Je savais cela par M. Perrier, un ancien maître d'école devenu agent d'assurances,—notre client pour le lait. M. Perrier lisait le journal et, à chaque fois qu'il se passait quelque chose d'important, il en faisait part à ma femme avec mission de me le rapporter.
C'est ainsi que j'eus connaissance de la révolution de février 1848. Cela me fit souvenir qu'au temps où j'étais pâtre dans la Breure du Garibier, j'avais entendu dire par les scieurs de long quelque chose d'analogue: Paris en révolution, un roi chassé et remplacé par un autre qui s'appelait Louis-Philippe, le drapeau tricolore à la place du drapeau blanc.
Étant allé le lendemain faire la tournée de lait, j'en parlai à M. Perrier qui m'expliqua qu'on venait précisément de mettre à la porte ce roi Louis-Philippe et que nous avions maintenant la République. Il m'indiqua même la différence entre les deux formes de gouvernement.
A la campagne, on ne s'inquiète guère de ces choses-là. Que ce soit Pierre ou Paul qui soit en tête, on n'en a pas moins à faire face aux mêmes besognes et à lutter contre des misères analogues. Pourtant ce changement de régime eut un certain retentissement.
Tout de suite je sus gré à la République de supprimer l'impôt sur le sel. On le payait auparavant cinq et six sous la livre, et on le ménageait presque autant que le beurre. Après, il ne se vendit plus que deux sous. Quelle canaillerie, de laisser subsister un impôt énorme sur une matière de première nécessité, dont le pauvre, pas plus que le riche, ne pouvait se passer!

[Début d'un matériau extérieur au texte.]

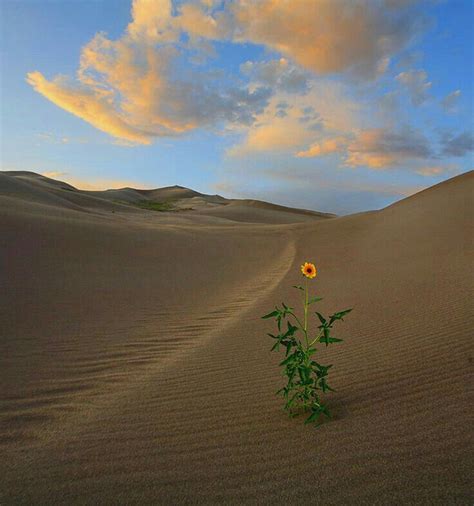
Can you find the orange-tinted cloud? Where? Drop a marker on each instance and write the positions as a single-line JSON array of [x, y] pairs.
[[325, 36], [379, 148], [325, 147], [88, 105]]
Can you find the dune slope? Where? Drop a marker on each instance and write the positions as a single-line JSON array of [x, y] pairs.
[[136, 368]]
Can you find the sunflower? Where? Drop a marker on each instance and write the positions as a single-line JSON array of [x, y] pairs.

Le suffrage universel fut une autre innovation sans doute heureuse. Je savais que les ouvriers des villes faisaient grand cas de cela et j'en ai compris plus tard la raison. Mais, à ce moment, je ne trouvais pas que le droit de vote fût une chose d'aussi grande importance que la suppression de l'impôt sur le sel!
Comme bien on pense, ces réformes ne faisaient pas plaisir aux riches. Les céréales augmentant toujours, on accusait les gros bourgeois d'en accumuler des provisions considérables et de les faire jeter à la mer, dans le but de provoquer la famine, en haine du gouvernement nouveau. A tort ou à raison, je ne sais…
Il y eut bientôt des élections pour nommer les députés. Je reçus plusieurs papiers à cette occasion, et m'en fus trouver M. Perrier pour me les faire lire. Les candidats républicains parlaient de liberté, de justice, de bonheur du peuple et promettaient la création d'écoles et de routes, la diminution du temps de service, l'assistance aux infirmes et aux vieillards pauvres. Les conservateurs voulaient la France unie et prospère dans l'ordre et la paix; ils conseillaient de se méfier des utopistes révolutionnaires enclins à tout bouleverser, à faire table rase de nos traditions séculaires et à nous conduire aux abîmes. J'étais loin de comprendre le sens exact de toutes ces belles phrases. Mais il me parut cependant que les conservateurs usaient de grands mots assez vides de sens, alors que leurs concurrents émettaient quelques bonnes idées pratiques. Je confiai à M. Perrier ma manière de voir et il m'approuva en plein:
—Dites-le bien à vos amis, à vos voisins, il n'y a que les républicains qui aient le désir de voir améliorer votre situation. Les autres sont de gros bourgeois qui trouvent excellent l'ancien ordre de choses; ils ont lieu d'être contents de leur sort, et croyez que le sort des autres leur importe peu.